After the Sora cooling off period, we are more concerned about what the combination of AI XR can bri

Mondo Technology Updated on 2024-03-07

Text VR Gyro.

It is undeniable that OpenAI can always create explosive models.

Just before the end of the Chinese Lunar New Year holiday, OpenAI once again dropped a bombshell on social **. The advent of the new artificial intelligence system, SORA, heralds a radical change in the way modern content is created.

Source: SORA

According to OpenAI, Sora can not only generate text prompts that take up to a minute, but also generate them from still images, or fill in the gaps by extending existing ones or by generating missing frames.

Although the model is currently only in the application for internal testing, judging from the reactions of social ** at home and abroad and the examples provided by the official, the ** generated by SORA surpasses the "predecessors" in this field in terms of quality and reliability, showing a strong momentum to become the next ChatGPT.

Of course, there is some hype in this, but it is undeniable that behind the explosion of SORA is people's national carnival of the fourth major technological change after the information revolution, and another milestone in the evolution of "multimodal true artificial intelligence" appears at the beginning of 2024.

After the launch of SORA and its technical report, OpenAI's high-level effect of 60 seconds long, high-definition, controllable images, and multi-angle switching** has gone viral on social networking at home and abroad.

Under the magic of Sora, people know for the first time that AI-generated ** can be so realistic.

Even if it is integrated into the documentary, there is no sense of disobedience (Source: SORA).

You know, the ** generation effect of AI in 2023 is still like this:

Realistic, but apparently, the object is inflexible (Source: pika).

In just the past few months, the text generation technology has achieved a leap from 5 seconds to 60 seconds, from animation to documentary quality, which makes no one sweat.

Realistic visuals and "the future is here" social ** viral marketing have made Sora the most breakthrough in the AI field at the beginning of 2024, and the limelight even overshadowed Gemini 1, which was released almost at the same time5. For a while, both the entertainment sector and the technology sector were full of Sora's figure.

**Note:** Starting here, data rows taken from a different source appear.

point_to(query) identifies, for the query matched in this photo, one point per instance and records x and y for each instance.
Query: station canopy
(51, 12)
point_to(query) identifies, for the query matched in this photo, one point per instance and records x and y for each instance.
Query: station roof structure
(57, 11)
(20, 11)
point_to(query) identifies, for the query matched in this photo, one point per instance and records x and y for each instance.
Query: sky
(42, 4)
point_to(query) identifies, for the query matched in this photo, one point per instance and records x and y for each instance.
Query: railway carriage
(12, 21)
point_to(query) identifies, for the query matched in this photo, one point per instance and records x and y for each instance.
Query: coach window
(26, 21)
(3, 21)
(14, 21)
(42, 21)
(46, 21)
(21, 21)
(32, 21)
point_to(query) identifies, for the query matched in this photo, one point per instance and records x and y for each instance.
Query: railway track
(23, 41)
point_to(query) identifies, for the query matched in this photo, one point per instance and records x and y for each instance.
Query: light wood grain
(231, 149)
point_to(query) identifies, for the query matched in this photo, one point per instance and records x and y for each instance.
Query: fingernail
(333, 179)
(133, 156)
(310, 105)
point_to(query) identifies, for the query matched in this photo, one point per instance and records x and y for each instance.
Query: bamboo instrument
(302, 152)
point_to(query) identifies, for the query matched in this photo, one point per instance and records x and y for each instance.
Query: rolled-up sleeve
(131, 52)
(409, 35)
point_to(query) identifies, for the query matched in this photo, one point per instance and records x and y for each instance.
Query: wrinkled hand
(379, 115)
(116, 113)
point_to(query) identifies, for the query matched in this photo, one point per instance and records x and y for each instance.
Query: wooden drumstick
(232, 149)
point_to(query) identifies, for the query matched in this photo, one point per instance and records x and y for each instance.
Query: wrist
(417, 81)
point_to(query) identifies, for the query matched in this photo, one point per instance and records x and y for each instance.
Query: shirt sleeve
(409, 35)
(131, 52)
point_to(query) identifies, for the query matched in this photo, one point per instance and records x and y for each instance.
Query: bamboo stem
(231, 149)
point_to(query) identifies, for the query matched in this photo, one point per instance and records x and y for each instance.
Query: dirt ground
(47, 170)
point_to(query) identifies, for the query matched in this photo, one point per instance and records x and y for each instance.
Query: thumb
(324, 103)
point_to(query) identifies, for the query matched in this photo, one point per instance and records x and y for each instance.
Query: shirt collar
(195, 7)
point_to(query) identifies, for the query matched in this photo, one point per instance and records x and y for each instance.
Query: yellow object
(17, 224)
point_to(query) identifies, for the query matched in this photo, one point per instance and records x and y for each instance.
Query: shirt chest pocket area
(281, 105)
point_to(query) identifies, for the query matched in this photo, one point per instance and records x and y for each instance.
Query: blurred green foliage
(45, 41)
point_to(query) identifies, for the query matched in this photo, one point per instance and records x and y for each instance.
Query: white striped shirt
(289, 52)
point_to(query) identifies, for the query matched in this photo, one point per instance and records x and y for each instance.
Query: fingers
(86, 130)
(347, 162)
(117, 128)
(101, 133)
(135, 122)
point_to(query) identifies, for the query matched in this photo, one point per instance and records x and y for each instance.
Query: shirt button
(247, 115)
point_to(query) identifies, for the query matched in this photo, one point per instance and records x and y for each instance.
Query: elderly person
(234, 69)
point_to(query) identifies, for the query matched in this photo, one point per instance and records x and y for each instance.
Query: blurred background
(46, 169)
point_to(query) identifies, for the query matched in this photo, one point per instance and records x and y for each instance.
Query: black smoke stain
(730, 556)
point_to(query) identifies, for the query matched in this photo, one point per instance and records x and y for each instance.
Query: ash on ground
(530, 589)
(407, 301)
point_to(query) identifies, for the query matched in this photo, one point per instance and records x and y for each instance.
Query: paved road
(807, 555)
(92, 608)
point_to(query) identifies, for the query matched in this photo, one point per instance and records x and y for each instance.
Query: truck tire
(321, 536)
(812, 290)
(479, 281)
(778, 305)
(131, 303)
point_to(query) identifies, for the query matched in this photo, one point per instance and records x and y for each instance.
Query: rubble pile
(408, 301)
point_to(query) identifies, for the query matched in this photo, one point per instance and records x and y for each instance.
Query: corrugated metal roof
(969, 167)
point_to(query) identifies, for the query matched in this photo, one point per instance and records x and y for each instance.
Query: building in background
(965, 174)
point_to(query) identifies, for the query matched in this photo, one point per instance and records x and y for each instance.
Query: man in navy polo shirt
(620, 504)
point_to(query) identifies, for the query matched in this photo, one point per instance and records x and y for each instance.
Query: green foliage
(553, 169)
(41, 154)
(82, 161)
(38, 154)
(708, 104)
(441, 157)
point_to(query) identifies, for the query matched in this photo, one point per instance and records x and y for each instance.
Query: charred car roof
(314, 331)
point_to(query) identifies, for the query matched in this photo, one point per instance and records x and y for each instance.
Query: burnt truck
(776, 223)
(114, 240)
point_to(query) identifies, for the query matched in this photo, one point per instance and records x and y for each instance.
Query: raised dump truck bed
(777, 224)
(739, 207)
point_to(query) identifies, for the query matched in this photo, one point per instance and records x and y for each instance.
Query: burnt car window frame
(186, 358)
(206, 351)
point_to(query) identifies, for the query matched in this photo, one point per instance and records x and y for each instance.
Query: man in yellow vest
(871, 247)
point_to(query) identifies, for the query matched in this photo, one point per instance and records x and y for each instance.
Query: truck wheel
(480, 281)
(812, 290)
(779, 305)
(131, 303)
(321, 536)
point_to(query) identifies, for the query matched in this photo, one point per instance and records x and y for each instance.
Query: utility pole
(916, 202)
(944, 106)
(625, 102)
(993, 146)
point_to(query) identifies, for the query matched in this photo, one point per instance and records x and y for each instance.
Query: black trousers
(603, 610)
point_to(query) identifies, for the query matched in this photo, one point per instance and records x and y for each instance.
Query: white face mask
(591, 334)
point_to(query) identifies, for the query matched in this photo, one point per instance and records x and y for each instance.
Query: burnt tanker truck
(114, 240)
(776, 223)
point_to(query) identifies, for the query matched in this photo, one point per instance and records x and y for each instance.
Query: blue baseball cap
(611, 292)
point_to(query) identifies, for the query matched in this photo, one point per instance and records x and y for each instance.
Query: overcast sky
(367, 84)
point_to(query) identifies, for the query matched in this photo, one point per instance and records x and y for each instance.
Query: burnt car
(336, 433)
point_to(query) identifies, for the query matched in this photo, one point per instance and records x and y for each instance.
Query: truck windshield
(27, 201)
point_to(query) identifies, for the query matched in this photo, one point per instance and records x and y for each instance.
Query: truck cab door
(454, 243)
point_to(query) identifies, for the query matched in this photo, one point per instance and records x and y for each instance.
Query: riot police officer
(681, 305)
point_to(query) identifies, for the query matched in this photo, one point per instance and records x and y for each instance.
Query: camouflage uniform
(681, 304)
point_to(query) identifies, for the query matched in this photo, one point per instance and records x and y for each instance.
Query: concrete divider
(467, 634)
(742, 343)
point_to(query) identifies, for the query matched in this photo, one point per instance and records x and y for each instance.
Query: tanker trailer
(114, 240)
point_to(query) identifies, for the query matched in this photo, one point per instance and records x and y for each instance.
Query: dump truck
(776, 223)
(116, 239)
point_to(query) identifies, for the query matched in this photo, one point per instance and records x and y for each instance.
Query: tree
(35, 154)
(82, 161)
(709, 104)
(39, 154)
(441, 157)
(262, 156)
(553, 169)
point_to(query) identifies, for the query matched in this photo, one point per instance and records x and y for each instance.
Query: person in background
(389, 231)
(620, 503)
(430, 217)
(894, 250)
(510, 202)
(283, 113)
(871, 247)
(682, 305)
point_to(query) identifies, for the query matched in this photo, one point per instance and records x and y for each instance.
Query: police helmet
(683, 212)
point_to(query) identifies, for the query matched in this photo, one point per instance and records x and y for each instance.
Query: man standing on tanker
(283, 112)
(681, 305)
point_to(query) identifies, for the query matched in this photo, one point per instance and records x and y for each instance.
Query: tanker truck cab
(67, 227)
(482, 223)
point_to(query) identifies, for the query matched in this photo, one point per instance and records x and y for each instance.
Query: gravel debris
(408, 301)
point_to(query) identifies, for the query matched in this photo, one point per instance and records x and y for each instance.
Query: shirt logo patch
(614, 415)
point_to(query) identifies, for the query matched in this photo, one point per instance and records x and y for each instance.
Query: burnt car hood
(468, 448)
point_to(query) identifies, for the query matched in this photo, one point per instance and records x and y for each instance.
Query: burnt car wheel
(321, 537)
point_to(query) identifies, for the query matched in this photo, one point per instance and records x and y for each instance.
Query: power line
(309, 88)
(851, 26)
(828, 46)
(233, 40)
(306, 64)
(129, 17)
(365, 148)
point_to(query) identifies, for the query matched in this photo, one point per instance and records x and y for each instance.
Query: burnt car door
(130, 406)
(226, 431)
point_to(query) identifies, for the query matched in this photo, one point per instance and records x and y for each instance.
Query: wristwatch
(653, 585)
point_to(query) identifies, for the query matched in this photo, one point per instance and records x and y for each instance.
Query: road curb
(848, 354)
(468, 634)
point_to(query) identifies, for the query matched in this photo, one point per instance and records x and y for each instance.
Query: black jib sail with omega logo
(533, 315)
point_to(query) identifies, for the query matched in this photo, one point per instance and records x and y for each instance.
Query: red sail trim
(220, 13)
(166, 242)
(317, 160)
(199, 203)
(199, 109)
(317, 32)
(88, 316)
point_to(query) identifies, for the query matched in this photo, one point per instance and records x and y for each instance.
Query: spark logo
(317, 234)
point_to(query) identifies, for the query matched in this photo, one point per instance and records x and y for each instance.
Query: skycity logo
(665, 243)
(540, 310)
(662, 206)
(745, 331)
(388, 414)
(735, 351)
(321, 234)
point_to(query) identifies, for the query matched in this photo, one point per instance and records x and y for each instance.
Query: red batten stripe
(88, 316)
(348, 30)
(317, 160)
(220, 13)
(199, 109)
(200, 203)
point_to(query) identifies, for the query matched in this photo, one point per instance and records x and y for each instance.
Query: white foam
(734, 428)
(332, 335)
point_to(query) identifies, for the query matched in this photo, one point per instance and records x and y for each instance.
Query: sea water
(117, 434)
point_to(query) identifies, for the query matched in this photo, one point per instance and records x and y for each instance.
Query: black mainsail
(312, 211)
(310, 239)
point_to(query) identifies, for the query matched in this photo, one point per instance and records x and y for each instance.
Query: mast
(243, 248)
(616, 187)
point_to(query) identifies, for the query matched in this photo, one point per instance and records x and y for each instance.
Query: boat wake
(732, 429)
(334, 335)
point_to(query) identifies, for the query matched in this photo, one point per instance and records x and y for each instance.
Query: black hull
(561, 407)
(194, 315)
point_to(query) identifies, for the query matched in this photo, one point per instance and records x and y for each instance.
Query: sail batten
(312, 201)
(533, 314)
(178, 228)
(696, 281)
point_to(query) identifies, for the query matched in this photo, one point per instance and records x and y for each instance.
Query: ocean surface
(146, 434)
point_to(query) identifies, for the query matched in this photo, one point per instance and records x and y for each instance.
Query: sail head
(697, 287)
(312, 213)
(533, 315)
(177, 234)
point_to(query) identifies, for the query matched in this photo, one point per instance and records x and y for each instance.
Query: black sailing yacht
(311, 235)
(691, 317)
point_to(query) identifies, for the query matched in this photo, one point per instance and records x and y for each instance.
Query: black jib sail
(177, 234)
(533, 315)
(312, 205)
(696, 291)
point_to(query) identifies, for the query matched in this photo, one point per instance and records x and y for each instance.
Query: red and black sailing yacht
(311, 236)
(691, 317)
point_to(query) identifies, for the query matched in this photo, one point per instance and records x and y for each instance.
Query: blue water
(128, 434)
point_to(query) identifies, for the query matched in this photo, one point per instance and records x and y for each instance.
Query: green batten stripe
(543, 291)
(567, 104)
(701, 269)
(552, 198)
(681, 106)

A year ago, an AI-generated Will Smith eating noodles went viral on the Internet, with the number of the noodles on Twitter alone exceeding 8 million.

A year later, Will Smith uploaded a ** on his Instagram after Sora swiped the screen, with the accompanying text "It's getting more and more out of control".

As you can see, the screen is divided into two sections: the upper half shows the AI from a year ago, and the lower half shows the current AI

Source: x Although everyone soon found out that this was just Will Smith playing a meme, **The second half was not generated by AI, but recorded by himself, but many netizens shouted that they were deceived: "The most creepy thing is that you can't tell if this is a performance or an artificial intelligence generated." ”

This also proves from the side that the emergence of SORA has made people begin to believe that **generative AI can be fake and real, and the moment for AI to replace **editing seems to have arrived. In another demo** released by Sora, it can be seen that the biting movements of the characters during eating, the notches on the burgers and the tooth marks are all the same as the laws of reality, which are not at all comparable to the terrifying effect of Smith eating noodles a year ago.

The burger is flawed, but the tooth marks are very restored (Source: Sora).

However, no matter how good the generation effect is, there will always be people who can find flaws in it. After analyzing the demos generated by SORA, many people in the film and television industry said that although SORA has excellent performance in terms of image quality, detail, light and shadow and color, it cannot be directly used in film and television works at present, because it still has deficiencies in involving lens movement angles and finer content control.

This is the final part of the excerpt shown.